Daniel removed his glasses and wiped them on his shirt. "That is...ambitious."
"It fits your philosophy to a T," Ness said. "How much food are you shipping to Spokane? Why not use that food to create our own fuel? Their gasoline won't last forever. As long as we depend on them, we won't be independent."
"This makes sense," Larsen said.
Daniel raised his gray brows. "How long before this investment begins yielding results? What if we're struck by crisis while our food stores are tied up in the production process?"
Ness pushed a paper across the table. "Fermentation only takes a few days. All we need is yeast, ammonia, a couple other things. They'll have yeast at the wineries. Ammonia anywhere there's farm stuff."
"Farm stuff," Daniel muttered. "And what expertise do you have to oversee this endeavor?"
"None."
"A ringing endorsement."
"That's why I'll need a few of your people. You've got some chemists here, don't you?"
Larsen drew his thick lips into a smile. "
A few."
Daniel gestured at the walls, the rumble that permeated every inch of the plant. "We're short-staffed as it is. I propose our limited pool of labor is best spent ensuring the nuclear reaction going on beneath us continues to react as intended."
Ness scratched his neck. He hadn't shaved in days. "Ask for volunteers. All they have to do is teach me how to do it myself. I'll pick a couple of farmhands to help me over the long-term."
Daniel shifted in his chair. "Well."
"I'll ask," Larsen said. "We'll see."
Ness rode home with a smile. Across the river, the workers ate at the tables beneath the tarps. Ness hobbled up to Nick. "Well, I'm now an ethanol baron. Want to help me run my empire?"
Nick wiped salsa from his mouth. "You sit on your ass all day and they promote you to baron? Man, I thought this was a meritocracy."
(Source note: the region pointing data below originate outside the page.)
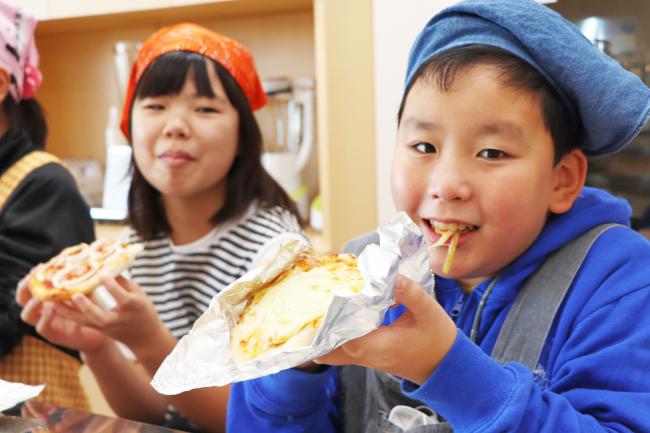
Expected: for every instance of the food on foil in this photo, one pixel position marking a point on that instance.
(288, 311)
(78, 269)
(251, 329)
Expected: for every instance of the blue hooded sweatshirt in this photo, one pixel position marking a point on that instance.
(595, 367)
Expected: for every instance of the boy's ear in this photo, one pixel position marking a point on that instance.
(570, 176)
(4, 84)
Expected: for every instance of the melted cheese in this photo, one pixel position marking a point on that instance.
(290, 310)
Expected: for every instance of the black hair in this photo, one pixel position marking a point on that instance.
(442, 69)
(26, 116)
(247, 179)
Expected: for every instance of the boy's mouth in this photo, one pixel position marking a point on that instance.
(449, 229)
(450, 234)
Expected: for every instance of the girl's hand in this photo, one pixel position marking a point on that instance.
(134, 321)
(56, 329)
(61, 330)
(411, 347)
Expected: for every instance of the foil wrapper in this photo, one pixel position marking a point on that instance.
(202, 358)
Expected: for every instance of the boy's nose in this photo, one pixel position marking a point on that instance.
(448, 182)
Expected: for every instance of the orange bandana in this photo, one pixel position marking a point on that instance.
(232, 55)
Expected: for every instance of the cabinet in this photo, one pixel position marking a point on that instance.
(330, 40)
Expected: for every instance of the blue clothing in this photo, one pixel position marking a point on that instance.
(593, 374)
(586, 79)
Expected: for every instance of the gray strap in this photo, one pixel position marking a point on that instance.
(529, 321)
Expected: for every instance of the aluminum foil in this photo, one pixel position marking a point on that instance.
(202, 358)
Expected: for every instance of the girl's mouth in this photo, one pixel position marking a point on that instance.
(175, 158)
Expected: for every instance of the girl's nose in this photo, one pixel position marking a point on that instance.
(449, 182)
(176, 127)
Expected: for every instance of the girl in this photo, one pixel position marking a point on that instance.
(38, 200)
(202, 205)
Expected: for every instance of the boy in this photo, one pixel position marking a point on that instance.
(503, 100)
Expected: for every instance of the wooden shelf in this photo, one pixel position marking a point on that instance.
(104, 18)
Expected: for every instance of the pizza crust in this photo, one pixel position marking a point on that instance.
(79, 269)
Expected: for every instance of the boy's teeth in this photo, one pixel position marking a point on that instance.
(453, 227)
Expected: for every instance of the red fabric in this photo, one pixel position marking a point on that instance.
(232, 55)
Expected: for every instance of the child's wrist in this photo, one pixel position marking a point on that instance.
(152, 351)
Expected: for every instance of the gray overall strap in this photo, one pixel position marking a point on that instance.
(539, 300)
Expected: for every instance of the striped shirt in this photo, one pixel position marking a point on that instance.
(181, 280)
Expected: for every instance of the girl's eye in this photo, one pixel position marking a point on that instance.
(424, 148)
(492, 154)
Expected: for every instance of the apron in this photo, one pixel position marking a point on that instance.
(34, 361)
(368, 396)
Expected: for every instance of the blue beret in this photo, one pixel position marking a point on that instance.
(610, 104)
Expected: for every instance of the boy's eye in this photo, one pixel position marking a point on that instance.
(424, 148)
(492, 154)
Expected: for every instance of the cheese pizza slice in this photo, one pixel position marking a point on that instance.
(78, 269)
(288, 311)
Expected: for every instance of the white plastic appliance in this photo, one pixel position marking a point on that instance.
(287, 124)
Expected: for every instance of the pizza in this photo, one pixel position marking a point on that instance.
(287, 312)
(79, 268)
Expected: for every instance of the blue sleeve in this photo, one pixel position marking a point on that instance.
(600, 380)
(291, 401)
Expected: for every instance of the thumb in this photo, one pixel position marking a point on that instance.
(414, 297)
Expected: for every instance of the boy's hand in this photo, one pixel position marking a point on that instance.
(411, 347)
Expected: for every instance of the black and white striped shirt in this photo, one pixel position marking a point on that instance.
(181, 280)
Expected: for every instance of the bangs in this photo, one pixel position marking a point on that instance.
(168, 73)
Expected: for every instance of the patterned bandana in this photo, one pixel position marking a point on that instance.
(610, 104)
(230, 54)
(18, 55)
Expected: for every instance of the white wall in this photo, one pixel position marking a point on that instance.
(396, 24)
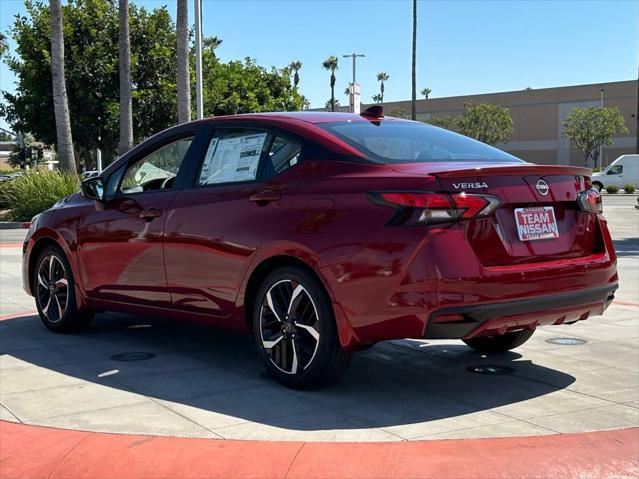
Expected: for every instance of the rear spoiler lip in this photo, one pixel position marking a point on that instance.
(514, 170)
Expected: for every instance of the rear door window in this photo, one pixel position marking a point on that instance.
(233, 156)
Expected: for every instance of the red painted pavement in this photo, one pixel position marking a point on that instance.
(37, 452)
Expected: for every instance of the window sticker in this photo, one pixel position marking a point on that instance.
(232, 159)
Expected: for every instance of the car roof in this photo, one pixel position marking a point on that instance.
(313, 117)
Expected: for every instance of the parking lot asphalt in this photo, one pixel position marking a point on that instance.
(196, 381)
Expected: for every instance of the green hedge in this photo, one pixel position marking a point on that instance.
(35, 192)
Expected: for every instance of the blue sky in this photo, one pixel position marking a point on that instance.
(463, 47)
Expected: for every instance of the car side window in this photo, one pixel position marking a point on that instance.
(233, 156)
(155, 171)
(282, 154)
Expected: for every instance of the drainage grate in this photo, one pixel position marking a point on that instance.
(567, 341)
(490, 369)
(138, 356)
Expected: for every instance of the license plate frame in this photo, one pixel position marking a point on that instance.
(536, 223)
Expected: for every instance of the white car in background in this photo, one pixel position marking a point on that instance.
(624, 170)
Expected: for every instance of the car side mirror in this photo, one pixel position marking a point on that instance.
(93, 189)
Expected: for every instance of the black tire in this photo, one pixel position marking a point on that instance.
(313, 343)
(500, 343)
(56, 302)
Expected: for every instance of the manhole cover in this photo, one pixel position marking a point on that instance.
(132, 356)
(490, 369)
(567, 341)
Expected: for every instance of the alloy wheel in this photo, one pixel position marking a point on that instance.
(289, 326)
(53, 288)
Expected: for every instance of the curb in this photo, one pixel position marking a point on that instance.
(35, 451)
(14, 225)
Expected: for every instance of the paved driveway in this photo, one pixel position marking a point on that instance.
(193, 380)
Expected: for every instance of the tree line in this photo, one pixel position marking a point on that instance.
(86, 43)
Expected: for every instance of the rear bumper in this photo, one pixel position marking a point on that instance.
(497, 318)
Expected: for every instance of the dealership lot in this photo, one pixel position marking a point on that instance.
(138, 375)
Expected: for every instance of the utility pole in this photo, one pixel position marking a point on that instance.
(197, 10)
(354, 56)
(601, 146)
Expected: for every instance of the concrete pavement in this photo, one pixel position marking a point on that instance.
(197, 381)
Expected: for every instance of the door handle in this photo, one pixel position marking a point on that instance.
(150, 213)
(265, 196)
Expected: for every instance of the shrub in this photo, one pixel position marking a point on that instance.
(37, 191)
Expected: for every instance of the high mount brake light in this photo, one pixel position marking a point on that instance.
(417, 208)
(590, 201)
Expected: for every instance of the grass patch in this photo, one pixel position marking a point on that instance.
(35, 192)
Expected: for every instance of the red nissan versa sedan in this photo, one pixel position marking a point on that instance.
(324, 233)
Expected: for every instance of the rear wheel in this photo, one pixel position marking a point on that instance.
(499, 343)
(295, 331)
(54, 291)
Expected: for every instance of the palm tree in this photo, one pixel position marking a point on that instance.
(3, 44)
(381, 77)
(413, 113)
(330, 64)
(183, 74)
(295, 67)
(211, 43)
(64, 139)
(126, 102)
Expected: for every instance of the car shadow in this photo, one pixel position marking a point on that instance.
(219, 373)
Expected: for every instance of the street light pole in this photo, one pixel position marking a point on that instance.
(601, 146)
(352, 94)
(197, 10)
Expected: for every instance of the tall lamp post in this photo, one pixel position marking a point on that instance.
(354, 56)
(197, 11)
(601, 146)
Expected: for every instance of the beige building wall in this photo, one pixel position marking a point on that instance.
(538, 115)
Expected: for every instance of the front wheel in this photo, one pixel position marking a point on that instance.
(54, 291)
(499, 343)
(295, 331)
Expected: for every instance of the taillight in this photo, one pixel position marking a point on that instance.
(418, 208)
(590, 201)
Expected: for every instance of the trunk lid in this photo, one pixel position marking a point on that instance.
(495, 239)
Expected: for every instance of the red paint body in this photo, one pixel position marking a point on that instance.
(196, 258)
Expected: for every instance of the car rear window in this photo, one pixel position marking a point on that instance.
(409, 142)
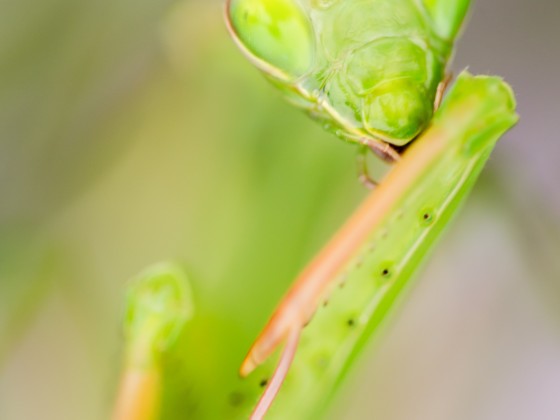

He got his volunteers two days later: Brandon, a man in his forties who walked with a sway to his shoulders and looked more like a surfer than a chemist, and Kristin, a woman who didn't look much older than Ness and whose quick eyes flew to every caw of the crows or sway of the wind. The three of them drove to the college and filled the pickup with a still, bags of chemicals, glassware, hydrometers. Brandon guided them to a winery across town and they combed through the warehouse with flashlights for yeast.
"So what's your background, Ness?" Brandon asked on the drive back.
"Computers," Ness said.
"Programming? Web stuff?"
"Games, mostly."
"Design?"
"Playing."
Brandon glanced across the cab. "And now you're in charge of our fuel supply. Brave new world."
"Ever play EVE?" Kristin said.
Ness laughed. "For like two straight years."
"Oh my God." She sat in the middle. Her slim leg jostled his. "The scams I used to pull. They hated me."
The process was as simple as it sounded. They mashed up corn still in the husk and dumped the lumpy meal into a watery drum, then boiled it for about an hour, keeping careful track of the temperature. After it cooled, they stirred in the yeast and moved the drum to the corner of Ness' room, where the straining air conditioner would keep the heat from getting lethal. Brandon was a chronic over-explainer, breaking down every part of the process no matter how trivial or tangential; Kristin spoke up rarely, augmenting and contradicting Brandon's points. Ness kept a close watch on the drum. Even at room temperature, bubbles churned constantly, toiling viscous mash to the surface.